W czwartek około 14 służby zostały powiadomione o zaginięciu 85-letnego mieszkańca Warszawy. Mężczyzna udał się wraz z rodziną do lasu na grzyby w miejscowości Kruczy Borek (gmina Zatory, okolice Pułtuska). W pewnym momencie odłączył się od grupy. Nie było z nim kontaktu.

Powiadomiono służby. W akcję poszukiwawczą włączyło się w sumie ponad stu strażaków i policjantów wyposażonych w specjalistyczny sprzęt oraz psy tropiące. - Akcja trwała do godziny drugiej w nocy. Na żądanie policji została przerwana. W piątek nad ranem otrzymaliśmy informację o szczęśliwym zakończeniu. Mężczyzna odnalazł się. W działaniach brało udział 31 strażaków i 72 policjantów - poinformował starszy kapitan Karol Chrzanowski, oficer prasowy Komendy Powiatowej Państwowej Straży Pożarnej w Pułtusku.

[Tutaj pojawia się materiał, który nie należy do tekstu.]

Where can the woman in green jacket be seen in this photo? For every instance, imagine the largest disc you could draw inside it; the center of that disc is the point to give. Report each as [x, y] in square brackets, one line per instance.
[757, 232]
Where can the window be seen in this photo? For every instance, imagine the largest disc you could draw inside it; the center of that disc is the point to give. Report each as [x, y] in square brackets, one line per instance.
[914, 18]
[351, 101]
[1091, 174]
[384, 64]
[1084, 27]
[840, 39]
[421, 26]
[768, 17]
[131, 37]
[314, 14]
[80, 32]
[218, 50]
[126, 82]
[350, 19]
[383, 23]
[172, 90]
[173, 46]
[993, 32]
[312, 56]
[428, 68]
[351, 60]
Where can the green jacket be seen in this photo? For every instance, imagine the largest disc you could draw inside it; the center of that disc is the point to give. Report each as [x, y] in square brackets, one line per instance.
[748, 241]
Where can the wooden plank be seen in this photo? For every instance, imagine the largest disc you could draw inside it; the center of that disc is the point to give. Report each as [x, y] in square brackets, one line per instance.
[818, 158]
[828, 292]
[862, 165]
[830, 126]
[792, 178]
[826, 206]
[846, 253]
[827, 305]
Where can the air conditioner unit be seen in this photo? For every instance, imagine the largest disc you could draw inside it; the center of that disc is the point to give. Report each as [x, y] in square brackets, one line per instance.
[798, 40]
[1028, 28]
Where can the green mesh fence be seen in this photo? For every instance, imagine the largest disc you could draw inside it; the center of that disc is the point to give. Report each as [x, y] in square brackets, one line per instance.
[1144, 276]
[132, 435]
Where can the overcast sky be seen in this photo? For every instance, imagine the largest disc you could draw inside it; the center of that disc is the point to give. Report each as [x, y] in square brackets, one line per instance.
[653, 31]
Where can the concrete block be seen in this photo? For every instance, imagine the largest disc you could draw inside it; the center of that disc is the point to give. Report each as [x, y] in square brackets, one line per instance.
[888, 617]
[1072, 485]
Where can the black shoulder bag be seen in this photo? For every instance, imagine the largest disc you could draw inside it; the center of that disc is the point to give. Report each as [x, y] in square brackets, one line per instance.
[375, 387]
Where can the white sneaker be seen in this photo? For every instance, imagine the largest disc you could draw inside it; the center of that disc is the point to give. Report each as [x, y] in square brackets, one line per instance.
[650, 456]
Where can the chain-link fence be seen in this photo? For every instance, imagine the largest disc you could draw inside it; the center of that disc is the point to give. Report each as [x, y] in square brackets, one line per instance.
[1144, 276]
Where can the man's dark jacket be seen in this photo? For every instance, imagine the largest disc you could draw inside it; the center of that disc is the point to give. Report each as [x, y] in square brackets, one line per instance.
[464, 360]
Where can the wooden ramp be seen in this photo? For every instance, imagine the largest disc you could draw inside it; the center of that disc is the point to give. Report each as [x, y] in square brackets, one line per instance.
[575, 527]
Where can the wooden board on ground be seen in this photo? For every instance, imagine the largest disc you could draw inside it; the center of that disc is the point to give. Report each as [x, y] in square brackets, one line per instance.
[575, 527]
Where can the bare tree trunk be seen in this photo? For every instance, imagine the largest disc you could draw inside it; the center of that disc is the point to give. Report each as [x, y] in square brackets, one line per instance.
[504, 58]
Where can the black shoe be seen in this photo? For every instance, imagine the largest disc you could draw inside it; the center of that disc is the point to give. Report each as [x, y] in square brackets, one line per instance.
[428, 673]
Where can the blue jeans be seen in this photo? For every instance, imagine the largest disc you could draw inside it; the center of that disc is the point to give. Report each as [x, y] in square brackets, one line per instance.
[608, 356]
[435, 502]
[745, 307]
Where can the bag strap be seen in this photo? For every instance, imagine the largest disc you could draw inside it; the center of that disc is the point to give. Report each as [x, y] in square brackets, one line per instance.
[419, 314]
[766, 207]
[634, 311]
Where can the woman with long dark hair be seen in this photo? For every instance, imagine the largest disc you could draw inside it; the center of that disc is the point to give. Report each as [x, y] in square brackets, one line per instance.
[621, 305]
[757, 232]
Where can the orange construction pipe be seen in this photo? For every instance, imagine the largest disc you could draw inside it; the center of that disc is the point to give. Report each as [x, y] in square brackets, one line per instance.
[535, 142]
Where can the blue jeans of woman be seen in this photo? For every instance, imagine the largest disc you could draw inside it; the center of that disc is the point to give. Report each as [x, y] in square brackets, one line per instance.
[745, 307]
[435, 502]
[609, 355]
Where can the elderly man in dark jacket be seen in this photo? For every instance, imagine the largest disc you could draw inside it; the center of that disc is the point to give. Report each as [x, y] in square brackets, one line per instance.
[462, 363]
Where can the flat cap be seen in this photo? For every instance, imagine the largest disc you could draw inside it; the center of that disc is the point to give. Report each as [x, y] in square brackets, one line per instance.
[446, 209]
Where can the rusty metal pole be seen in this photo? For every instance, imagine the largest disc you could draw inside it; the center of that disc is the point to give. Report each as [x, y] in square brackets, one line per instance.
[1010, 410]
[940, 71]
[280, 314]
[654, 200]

Te informacje potwierdziła także komisarz Milena Kopczyńska z Komendy Powiatowej Policji w Pułtusku. - Około godziny trzeciej w nocy udało się odnaleźć mężczyznę w miejscowości Holendry, w gminie Zatory. 85-latek wyszedł z lasu i podszedł do kompleksu domków letniskowych, prosząc o pomoc - wyjaśniła komisarz Milena Kopczyńska, oficer prasowa pułtuskiej policji.

Jak dodała policjantka, mężczyzna w dobrym stanie został przekazany rodzinie. 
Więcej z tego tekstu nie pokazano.